Docteur Akoun Yapi : On rencontre d’énormes difficultés en termes de moyens financiers et des retards de consultations car la majorité des enfants (plus de 50 %), viennent à l’unité dans un état très avancé de la maladie. Ce qui réduit manifestement les chances de guérison des patients. On note entre autres difficultés, les croyances religieuses, l’impact culturel, l’adhésion au traitement, l’acceptation de la maladie de l’enfant. Un des problèmes rencontrés dans notre unité de soin est le manque de moyens des parents pour assurer une prise en charge de leurs enfants malades. Il faut reconnaître que la prise en charge du cancer pédiatrique est très coûteuse.

Autres écueils, la capacité d’accueil de l’unité d’oncologie pédiatrique est restreinte avec une capacité de 14 lits d’hospitalisation. Elle est donc dans l’impossibilité de recevoir tous les patients pour les traitements et autres suivis.
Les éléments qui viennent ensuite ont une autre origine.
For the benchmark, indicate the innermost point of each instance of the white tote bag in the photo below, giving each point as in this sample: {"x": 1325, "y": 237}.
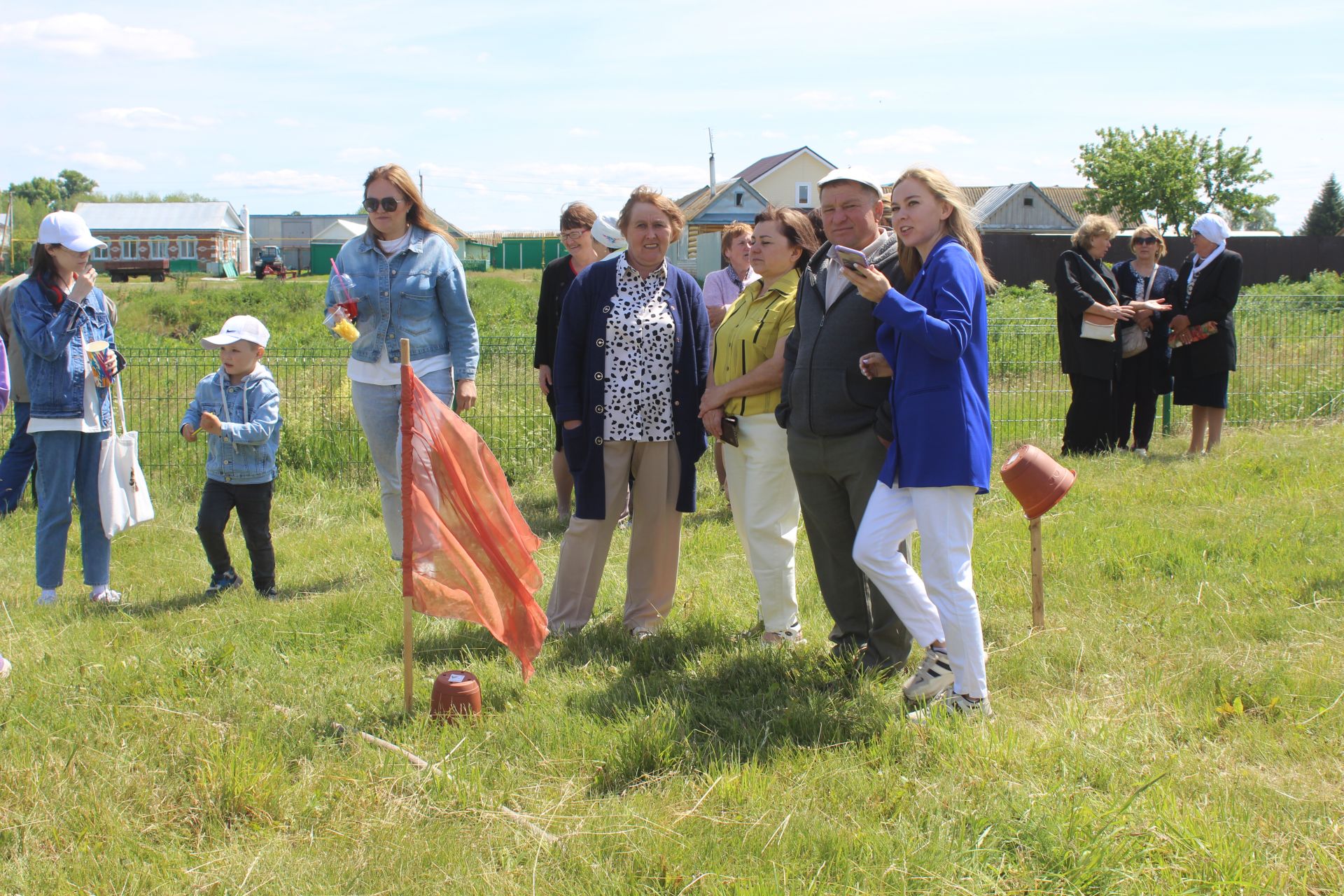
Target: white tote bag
{"x": 122, "y": 492}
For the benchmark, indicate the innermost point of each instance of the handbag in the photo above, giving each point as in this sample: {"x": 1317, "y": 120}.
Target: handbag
{"x": 122, "y": 493}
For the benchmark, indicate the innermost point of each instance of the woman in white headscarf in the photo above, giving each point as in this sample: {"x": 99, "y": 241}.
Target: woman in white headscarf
{"x": 1203, "y": 298}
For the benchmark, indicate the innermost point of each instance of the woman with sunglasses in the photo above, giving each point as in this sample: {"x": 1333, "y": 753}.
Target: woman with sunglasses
{"x": 407, "y": 284}
{"x": 1144, "y": 371}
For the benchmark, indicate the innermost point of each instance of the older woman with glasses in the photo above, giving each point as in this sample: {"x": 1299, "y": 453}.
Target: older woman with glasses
{"x": 1144, "y": 371}
{"x": 631, "y": 365}
{"x": 1203, "y": 298}
{"x": 587, "y": 239}
{"x": 407, "y": 284}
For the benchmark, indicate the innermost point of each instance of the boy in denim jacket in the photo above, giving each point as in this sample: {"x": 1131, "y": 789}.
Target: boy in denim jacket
{"x": 238, "y": 406}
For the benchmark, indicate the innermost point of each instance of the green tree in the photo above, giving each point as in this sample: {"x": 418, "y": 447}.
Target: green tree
{"x": 1327, "y": 214}
{"x": 1171, "y": 176}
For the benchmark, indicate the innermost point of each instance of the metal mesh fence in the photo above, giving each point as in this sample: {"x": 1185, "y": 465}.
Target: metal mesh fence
{"x": 1291, "y": 367}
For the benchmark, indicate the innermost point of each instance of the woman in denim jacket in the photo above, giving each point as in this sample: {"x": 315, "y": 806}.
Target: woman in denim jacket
{"x": 58, "y": 314}
{"x": 407, "y": 284}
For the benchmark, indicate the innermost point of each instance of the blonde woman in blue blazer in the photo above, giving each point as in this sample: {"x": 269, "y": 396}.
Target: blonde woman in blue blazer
{"x": 933, "y": 344}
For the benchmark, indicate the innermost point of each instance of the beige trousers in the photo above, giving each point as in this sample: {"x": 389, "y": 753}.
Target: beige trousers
{"x": 655, "y": 540}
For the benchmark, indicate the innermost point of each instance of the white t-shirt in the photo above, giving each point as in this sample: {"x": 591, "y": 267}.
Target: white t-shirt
{"x": 92, "y": 421}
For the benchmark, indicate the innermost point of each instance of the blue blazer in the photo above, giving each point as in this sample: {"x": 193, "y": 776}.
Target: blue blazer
{"x": 936, "y": 339}
{"x": 581, "y": 391}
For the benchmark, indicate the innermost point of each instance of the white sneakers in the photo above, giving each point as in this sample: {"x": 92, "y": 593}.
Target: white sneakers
{"x": 953, "y": 706}
{"x": 932, "y": 680}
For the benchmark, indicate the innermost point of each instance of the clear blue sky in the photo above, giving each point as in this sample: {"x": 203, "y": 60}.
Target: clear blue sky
{"x": 512, "y": 109}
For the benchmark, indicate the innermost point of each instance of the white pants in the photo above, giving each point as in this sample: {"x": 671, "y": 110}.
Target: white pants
{"x": 765, "y": 511}
{"x": 941, "y": 606}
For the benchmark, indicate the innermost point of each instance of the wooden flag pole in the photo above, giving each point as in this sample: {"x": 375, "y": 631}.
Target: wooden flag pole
{"x": 1038, "y": 580}
{"x": 407, "y": 583}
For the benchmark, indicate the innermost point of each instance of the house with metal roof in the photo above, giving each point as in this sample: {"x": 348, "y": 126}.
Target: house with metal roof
{"x": 707, "y": 213}
{"x": 788, "y": 179}
{"x": 191, "y": 235}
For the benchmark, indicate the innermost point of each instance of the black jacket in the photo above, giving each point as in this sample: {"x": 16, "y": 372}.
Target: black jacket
{"x": 824, "y": 393}
{"x": 1079, "y": 281}
{"x": 1212, "y": 298}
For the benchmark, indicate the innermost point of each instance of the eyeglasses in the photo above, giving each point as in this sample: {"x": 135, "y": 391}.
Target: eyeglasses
{"x": 387, "y": 202}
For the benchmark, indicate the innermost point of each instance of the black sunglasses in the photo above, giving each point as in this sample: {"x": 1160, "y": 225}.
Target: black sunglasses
{"x": 387, "y": 202}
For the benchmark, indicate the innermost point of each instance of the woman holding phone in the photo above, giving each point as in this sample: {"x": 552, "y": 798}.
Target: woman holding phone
{"x": 62, "y": 323}
{"x": 745, "y": 381}
{"x": 940, "y": 457}
{"x": 407, "y": 284}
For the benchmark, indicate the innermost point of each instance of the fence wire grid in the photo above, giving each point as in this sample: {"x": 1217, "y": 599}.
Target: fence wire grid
{"x": 1291, "y": 367}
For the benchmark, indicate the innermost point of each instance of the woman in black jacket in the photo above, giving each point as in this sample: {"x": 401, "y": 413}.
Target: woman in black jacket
{"x": 1084, "y": 285}
{"x": 1203, "y": 298}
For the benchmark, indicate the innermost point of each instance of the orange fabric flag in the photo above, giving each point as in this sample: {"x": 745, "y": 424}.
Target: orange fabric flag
{"x": 470, "y": 551}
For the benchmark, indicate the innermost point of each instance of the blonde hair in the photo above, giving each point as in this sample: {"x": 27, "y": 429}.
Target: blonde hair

Les deux salles d’isolement doivent être hautement stériles et filtrées avec des blouses, des surblouses et tout ce qui va avec l’hygiène, l’hygiène alimentaire, l’hygiène corporelle, l’hygiène vestimentaire et le parent qui est à côté de l’enfant doit être vraiment propre. Donc tout le monde ne rentre pas dans la salle d’isolement, il faut avoir des blouses jetables, des objets jetables et tout cela a vraiment un coût.

Nous déplorons l’exigüité de la salle de soins ainsi que la salle de soins de l’hôpital de jour.  La salle d’éveil affectée pour les jeux des enfants est également réduite.

Nous plaidons pour un besoin crucial en médicaments du fait des coûts prohibitifs des soins. Cela peut s’expliquer par le fait que certains patients ne bénéficiant pas de la prise en charge du programme du groupe Franco-africain d’oncologie, sont laissés pour compte. Nous souhaitons que la prise en charge des enfants atteints du cancer soit gratuite et que le service d’oncologie bénéficie des locaux modernes bien adaptés, aux réalités du cancer pédiatrique, selon les standards internationaux.